La propaganda castrista se ufana de lo que un gran titular del diario Granma denomina “el desfile más organizado y más rápido de los realizados en la Plaza de la Revolución”. Ambos adjetivos son acertados, pero en cuanto al segundo no hay que asombrarse de que se ajuste a la verdad, si tenemos en cuenta que fue también —cosa que calla el órgano comunista— el menos concurrido.

Poco más de una hora demoraron los caminantes en pasar frente a la tribuna, pero pudieran haberlo hecho en muchísimo menos, si no hubieran tenido que marchar a paso de quelonio, seguramente por la presencia de algunas talanqueras ubicadas de manera discreta fuera de la vista de las cámaras.

Algunas de las informaciones provenientes del interior del país dan muestras de moderación: Las notas de prensa del periódico oficial sobre Pinar del Río y Granma no ofrecen números; en Sancti Spíritus, Camagüey, Las Tunas y la isla menor se habla de “miles”; en Artemisa se da la cifra de “unos 3 mil jóvenes”; y en Ciego de Ávila, la de “30 mil” trabajadores.

Pero en otros territorios la imaginación se desbordó, y los reporteros orquestaron subastas para ver quién daba más: Guantánamo, “más de 110 mil”; Mayabeque, “alrededor de 138 mil”; Holguín, “más de 200 mil”; Santa Clara, “400 mil” (aunque se aclara que la cifra se refiere a las “diferentes plazas del territorio”).

En La Habana se habló de inicio de “cientos de miles de trabajadores”, lo cual no es falso, aunque hubiera podido precisarse que el número de centenares no pasaba de dos; pero después los gacetilleros se enardecen, y suben a “más de medio millón”. Por último, Santiago de Cuba, con “430 mil trabajadores”… ¡pero, además, “con sus familiares”! … A esta puja del descoco se sumaron también los corresponsales de televisión de Artemisa (“340 mil”) y Las Tunas (que fue más modesto, con “más de 100 mil”).

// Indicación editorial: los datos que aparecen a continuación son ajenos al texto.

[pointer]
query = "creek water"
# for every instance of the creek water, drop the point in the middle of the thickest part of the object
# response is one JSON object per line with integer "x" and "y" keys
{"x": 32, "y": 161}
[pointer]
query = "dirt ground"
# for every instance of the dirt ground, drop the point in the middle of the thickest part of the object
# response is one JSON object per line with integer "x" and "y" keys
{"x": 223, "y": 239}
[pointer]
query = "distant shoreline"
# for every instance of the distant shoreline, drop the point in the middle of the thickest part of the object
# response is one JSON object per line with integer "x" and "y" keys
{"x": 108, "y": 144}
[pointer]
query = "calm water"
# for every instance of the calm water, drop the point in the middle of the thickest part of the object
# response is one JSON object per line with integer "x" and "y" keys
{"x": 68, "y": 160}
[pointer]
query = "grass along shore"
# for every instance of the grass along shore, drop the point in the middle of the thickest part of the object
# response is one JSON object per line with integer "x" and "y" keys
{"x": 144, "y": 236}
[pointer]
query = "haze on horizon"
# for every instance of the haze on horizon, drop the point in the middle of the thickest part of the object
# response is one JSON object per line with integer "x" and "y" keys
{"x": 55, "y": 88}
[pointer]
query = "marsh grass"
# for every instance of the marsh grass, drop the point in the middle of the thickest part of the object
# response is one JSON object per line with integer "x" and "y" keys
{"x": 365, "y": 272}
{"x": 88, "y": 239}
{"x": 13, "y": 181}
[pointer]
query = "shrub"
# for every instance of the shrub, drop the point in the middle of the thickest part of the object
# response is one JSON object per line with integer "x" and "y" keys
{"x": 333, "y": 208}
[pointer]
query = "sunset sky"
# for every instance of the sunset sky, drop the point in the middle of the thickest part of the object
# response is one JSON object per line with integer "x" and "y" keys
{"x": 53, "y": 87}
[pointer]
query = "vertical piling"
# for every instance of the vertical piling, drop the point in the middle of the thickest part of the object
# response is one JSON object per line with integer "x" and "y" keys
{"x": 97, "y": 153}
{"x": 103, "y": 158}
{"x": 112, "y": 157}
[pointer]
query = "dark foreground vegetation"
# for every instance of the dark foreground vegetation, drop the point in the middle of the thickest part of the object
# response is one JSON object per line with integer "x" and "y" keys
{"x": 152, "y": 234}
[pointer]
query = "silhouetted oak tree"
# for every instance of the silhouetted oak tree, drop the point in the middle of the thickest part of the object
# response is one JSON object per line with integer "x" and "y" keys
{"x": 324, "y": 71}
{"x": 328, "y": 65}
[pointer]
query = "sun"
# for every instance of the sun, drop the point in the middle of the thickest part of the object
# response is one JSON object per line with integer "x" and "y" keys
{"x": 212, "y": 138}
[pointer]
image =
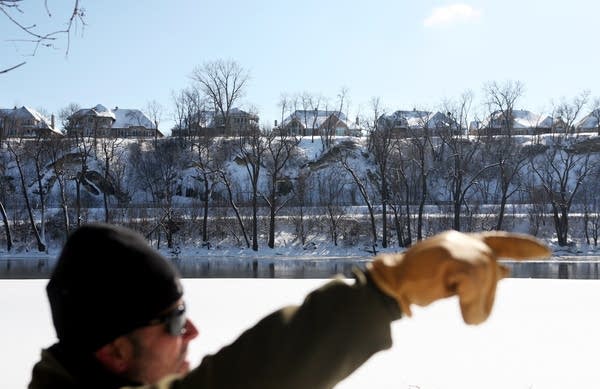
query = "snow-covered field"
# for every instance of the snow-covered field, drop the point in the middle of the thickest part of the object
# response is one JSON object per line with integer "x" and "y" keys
{"x": 542, "y": 334}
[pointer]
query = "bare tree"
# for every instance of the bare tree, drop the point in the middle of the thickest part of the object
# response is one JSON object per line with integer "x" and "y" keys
{"x": 29, "y": 32}
{"x": 251, "y": 149}
{"x": 156, "y": 111}
{"x": 4, "y": 193}
{"x": 381, "y": 144}
{"x": 223, "y": 83}
{"x": 332, "y": 186}
{"x": 18, "y": 151}
{"x": 462, "y": 167}
{"x": 309, "y": 104}
{"x": 563, "y": 168}
{"x": 159, "y": 172}
{"x": 596, "y": 113}
{"x": 111, "y": 153}
{"x": 280, "y": 149}
{"x": 501, "y": 100}
{"x": 228, "y": 182}
{"x": 58, "y": 160}
{"x": 361, "y": 184}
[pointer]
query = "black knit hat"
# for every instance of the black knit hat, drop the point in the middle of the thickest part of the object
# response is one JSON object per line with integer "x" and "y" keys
{"x": 107, "y": 282}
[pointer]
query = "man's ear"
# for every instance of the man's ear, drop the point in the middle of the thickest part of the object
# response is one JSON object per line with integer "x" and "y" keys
{"x": 117, "y": 355}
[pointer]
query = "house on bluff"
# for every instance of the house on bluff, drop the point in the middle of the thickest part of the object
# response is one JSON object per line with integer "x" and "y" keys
{"x": 405, "y": 124}
{"x": 102, "y": 122}
{"x": 26, "y": 122}
{"x": 214, "y": 123}
{"x": 318, "y": 122}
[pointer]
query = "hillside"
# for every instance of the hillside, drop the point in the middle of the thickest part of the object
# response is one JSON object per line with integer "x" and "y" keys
{"x": 311, "y": 197}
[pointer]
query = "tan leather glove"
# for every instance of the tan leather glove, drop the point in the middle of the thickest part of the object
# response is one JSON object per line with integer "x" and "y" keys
{"x": 453, "y": 263}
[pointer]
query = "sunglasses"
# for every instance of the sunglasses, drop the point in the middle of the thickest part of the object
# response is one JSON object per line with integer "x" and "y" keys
{"x": 174, "y": 320}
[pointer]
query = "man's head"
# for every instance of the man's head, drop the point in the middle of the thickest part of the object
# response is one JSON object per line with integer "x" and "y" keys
{"x": 111, "y": 294}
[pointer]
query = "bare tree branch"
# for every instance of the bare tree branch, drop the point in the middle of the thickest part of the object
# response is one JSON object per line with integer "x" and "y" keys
{"x": 38, "y": 38}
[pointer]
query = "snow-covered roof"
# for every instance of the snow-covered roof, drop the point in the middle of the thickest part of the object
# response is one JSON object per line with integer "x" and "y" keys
{"x": 590, "y": 121}
{"x": 314, "y": 118}
{"x": 28, "y": 113}
{"x": 521, "y": 119}
{"x": 97, "y": 111}
{"x": 125, "y": 118}
{"x": 122, "y": 117}
{"x": 417, "y": 119}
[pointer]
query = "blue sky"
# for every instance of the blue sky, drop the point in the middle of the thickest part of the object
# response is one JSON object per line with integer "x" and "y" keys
{"x": 408, "y": 53}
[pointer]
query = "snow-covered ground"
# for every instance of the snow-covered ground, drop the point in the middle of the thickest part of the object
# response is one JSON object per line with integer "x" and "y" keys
{"x": 541, "y": 334}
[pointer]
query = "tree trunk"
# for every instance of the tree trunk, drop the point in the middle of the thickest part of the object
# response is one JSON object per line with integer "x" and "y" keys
{"x": 6, "y": 227}
{"x": 41, "y": 245}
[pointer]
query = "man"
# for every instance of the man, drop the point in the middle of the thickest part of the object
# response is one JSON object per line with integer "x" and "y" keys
{"x": 119, "y": 314}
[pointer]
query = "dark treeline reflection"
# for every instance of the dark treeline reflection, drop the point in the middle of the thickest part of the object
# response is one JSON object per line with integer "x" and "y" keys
{"x": 281, "y": 267}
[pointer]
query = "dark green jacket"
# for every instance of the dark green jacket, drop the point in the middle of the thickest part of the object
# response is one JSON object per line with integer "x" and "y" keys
{"x": 314, "y": 345}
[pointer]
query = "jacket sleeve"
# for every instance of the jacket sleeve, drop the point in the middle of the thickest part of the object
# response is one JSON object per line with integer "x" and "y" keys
{"x": 314, "y": 345}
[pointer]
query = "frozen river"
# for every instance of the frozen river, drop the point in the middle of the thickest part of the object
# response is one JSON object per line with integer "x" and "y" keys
{"x": 541, "y": 334}
{"x": 294, "y": 267}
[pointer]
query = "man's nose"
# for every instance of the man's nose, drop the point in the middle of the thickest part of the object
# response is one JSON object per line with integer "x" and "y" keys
{"x": 190, "y": 330}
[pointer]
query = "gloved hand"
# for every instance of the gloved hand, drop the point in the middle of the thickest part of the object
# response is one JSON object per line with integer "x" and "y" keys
{"x": 453, "y": 263}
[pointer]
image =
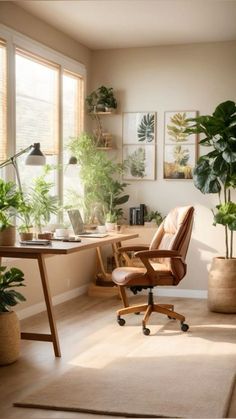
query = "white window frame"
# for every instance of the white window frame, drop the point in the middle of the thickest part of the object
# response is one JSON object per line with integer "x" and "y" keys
{"x": 15, "y": 39}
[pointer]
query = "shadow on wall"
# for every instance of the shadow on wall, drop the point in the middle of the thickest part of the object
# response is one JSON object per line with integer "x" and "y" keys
{"x": 199, "y": 258}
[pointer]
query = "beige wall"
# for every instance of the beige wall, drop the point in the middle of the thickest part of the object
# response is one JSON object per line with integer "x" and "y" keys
{"x": 185, "y": 77}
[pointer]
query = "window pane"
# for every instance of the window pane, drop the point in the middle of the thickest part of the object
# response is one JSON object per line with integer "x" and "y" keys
{"x": 3, "y": 102}
{"x": 36, "y": 104}
{"x": 72, "y": 126}
{"x": 37, "y": 112}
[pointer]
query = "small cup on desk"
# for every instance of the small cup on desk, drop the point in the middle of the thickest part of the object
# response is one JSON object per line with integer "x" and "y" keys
{"x": 61, "y": 233}
{"x": 101, "y": 229}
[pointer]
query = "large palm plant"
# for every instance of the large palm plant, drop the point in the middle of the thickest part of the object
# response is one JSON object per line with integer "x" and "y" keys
{"x": 215, "y": 172}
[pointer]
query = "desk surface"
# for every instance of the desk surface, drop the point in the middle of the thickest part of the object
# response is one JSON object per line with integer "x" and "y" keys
{"x": 66, "y": 247}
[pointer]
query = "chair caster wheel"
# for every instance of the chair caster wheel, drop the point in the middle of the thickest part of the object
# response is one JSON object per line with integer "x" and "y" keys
{"x": 120, "y": 321}
{"x": 184, "y": 327}
{"x": 146, "y": 331}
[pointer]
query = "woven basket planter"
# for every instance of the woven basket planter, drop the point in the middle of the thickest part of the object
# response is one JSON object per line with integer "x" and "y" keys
{"x": 9, "y": 337}
{"x": 222, "y": 285}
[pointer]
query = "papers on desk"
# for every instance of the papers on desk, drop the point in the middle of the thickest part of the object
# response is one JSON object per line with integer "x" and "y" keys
{"x": 41, "y": 242}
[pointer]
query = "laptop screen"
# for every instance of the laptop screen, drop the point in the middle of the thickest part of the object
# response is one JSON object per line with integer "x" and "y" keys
{"x": 76, "y": 221}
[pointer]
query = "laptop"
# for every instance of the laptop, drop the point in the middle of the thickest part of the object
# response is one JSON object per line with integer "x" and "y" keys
{"x": 78, "y": 225}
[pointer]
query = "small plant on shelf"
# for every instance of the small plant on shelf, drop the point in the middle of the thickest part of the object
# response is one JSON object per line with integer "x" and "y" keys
{"x": 102, "y": 99}
{"x": 154, "y": 216}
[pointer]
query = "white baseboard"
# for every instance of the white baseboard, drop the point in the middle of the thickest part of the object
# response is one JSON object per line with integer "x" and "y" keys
{"x": 185, "y": 293}
{"x": 69, "y": 295}
{"x": 58, "y": 299}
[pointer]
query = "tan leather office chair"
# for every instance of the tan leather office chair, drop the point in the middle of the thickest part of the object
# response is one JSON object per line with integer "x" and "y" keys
{"x": 163, "y": 264}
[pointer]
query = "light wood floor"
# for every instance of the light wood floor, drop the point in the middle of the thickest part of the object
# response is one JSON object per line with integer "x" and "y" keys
{"x": 82, "y": 323}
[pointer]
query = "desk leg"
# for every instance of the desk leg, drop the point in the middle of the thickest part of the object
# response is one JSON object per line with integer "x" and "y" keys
{"x": 48, "y": 301}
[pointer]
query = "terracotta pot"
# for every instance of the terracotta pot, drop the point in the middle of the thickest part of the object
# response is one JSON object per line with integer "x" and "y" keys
{"x": 222, "y": 285}
{"x": 8, "y": 236}
{"x": 9, "y": 337}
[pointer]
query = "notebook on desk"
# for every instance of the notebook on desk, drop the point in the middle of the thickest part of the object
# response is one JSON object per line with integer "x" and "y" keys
{"x": 78, "y": 226}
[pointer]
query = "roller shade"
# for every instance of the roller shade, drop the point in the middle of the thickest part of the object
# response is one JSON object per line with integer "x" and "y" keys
{"x": 37, "y": 108}
{"x": 3, "y": 102}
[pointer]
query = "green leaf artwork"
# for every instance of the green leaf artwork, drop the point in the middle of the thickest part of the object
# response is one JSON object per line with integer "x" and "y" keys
{"x": 145, "y": 131}
{"x": 136, "y": 163}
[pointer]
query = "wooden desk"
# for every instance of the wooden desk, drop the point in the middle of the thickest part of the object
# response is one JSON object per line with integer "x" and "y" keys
{"x": 40, "y": 253}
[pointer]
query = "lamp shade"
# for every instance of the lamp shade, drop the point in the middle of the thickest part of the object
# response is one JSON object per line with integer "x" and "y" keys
{"x": 35, "y": 157}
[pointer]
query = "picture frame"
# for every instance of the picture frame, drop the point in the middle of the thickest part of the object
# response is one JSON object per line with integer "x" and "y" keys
{"x": 139, "y": 145}
{"x": 180, "y": 148}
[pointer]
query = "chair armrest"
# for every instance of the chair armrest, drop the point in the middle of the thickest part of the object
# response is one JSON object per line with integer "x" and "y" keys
{"x": 124, "y": 249}
{"x": 151, "y": 254}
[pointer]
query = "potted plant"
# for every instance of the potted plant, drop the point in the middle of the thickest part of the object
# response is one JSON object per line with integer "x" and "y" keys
{"x": 102, "y": 99}
{"x": 153, "y": 218}
{"x": 178, "y": 134}
{"x": 9, "y": 323}
{"x": 103, "y": 192}
{"x": 25, "y": 216}
{"x": 110, "y": 221}
{"x": 10, "y": 202}
{"x": 43, "y": 203}
{"x": 215, "y": 172}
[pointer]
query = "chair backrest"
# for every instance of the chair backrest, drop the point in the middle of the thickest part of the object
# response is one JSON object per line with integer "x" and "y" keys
{"x": 174, "y": 234}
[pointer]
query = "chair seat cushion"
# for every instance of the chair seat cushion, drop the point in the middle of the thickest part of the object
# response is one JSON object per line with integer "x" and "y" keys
{"x": 137, "y": 276}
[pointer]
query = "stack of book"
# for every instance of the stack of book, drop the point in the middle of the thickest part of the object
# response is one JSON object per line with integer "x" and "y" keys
{"x": 136, "y": 215}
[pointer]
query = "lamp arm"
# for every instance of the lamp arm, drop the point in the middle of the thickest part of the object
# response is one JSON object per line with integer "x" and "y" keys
{"x": 12, "y": 159}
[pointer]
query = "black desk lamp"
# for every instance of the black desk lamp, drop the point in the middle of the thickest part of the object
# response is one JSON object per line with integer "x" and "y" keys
{"x": 34, "y": 158}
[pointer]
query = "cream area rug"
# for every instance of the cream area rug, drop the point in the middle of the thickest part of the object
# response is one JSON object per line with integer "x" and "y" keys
{"x": 166, "y": 374}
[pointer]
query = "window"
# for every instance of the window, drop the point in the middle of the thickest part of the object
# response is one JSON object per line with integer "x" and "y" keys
{"x": 44, "y": 101}
{"x": 37, "y": 111}
{"x": 3, "y": 101}
{"x": 72, "y": 124}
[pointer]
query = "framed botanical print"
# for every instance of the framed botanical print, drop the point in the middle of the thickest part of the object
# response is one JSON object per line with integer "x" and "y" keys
{"x": 139, "y": 145}
{"x": 180, "y": 148}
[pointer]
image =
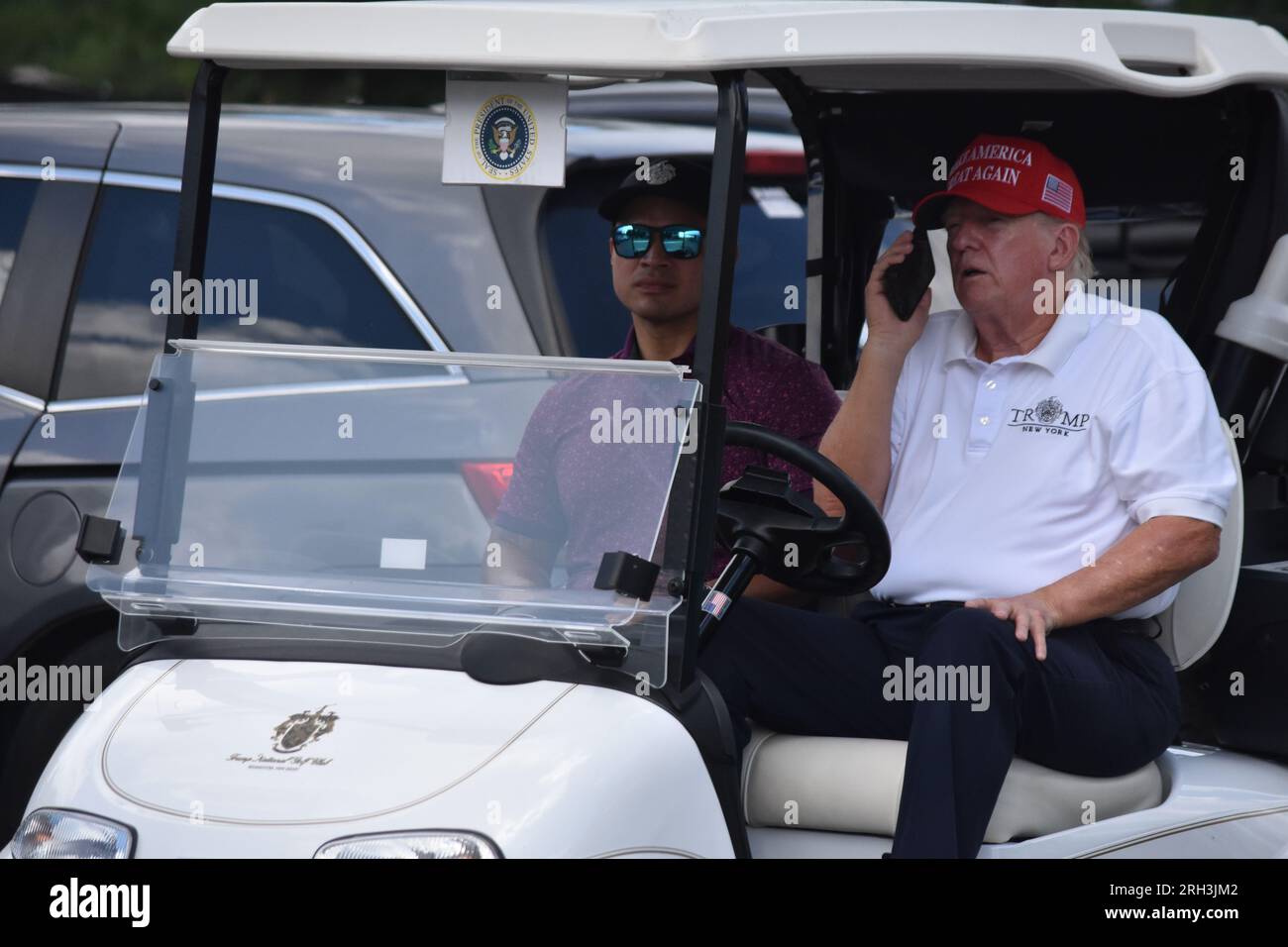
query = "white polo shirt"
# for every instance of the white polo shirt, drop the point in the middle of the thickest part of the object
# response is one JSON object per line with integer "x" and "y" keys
{"x": 1012, "y": 474}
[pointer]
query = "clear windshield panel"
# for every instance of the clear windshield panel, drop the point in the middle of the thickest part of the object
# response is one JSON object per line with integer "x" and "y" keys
{"x": 377, "y": 495}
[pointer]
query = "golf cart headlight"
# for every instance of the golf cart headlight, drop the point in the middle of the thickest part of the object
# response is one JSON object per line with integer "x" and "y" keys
{"x": 58, "y": 834}
{"x": 411, "y": 845}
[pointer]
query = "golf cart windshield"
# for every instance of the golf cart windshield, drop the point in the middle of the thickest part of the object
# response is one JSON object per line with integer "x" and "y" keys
{"x": 378, "y": 495}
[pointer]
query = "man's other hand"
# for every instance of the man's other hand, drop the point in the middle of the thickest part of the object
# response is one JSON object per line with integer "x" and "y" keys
{"x": 1031, "y": 615}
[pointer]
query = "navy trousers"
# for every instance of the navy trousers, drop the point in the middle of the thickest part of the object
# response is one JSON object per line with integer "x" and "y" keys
{"x": 1104, "y": 701}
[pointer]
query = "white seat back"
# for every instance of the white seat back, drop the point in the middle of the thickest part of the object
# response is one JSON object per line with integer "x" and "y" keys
{"x": 1194, "y": 621}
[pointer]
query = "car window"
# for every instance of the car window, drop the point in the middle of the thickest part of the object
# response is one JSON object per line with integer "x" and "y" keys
{"x": 16, "y": 200}
{"x": 769, "y": 274}
{"x": 294, "y": 279}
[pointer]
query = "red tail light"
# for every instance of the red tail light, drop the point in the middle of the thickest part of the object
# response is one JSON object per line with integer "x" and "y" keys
{"x": 776, "y": 163}
{"x": 487, "y": 482}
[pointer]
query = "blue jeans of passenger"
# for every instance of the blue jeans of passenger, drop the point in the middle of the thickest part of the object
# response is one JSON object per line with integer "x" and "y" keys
{"x": 1104, "y": 702}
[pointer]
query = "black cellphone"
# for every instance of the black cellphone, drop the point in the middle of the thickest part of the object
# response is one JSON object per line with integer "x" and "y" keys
{"x": 905, "y": 283}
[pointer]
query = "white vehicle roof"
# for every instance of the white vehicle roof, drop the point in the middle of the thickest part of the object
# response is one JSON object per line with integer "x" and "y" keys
{"x": 836, "y": 44}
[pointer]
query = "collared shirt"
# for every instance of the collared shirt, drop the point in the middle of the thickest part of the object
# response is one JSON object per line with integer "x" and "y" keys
{"x": 559, "y": 492}
{"x": 1012, "y": 474}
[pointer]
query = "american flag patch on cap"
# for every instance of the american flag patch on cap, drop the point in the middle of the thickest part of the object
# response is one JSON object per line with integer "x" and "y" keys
{"x": 716, "y": 603}
{"x": 1057, "y": 192}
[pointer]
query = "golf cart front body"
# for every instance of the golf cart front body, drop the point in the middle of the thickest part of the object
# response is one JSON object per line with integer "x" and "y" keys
{"x": 287, "y": 502}
{"x": 183, "y": 753}
{"x": 322, "y": 652}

Creo que la nota más colorida, en la cobertura del evento, la dio Yoani Sánchez. En Generación Y, la joven bloguera, con la agudeza que la caracteriza, recuerda que, durante la visita a Cuba de Benedicto XVI, los locutores oficialistas insistían de manera machacona en que, en las misas papales, había “creyentes y no creyentes”.

La autora especula que, de manera similar, sobre los desfilantes del Primero de Mayo también pudieron haber afirmado que había “revolucionarios y no revolucionarios”, empleados y desempleados, o “simpatizantes y no simpatizantes” del gobierno raulista.

Pero no. Los escribidores del castrismo cuentan cada cabecita como un aplauso.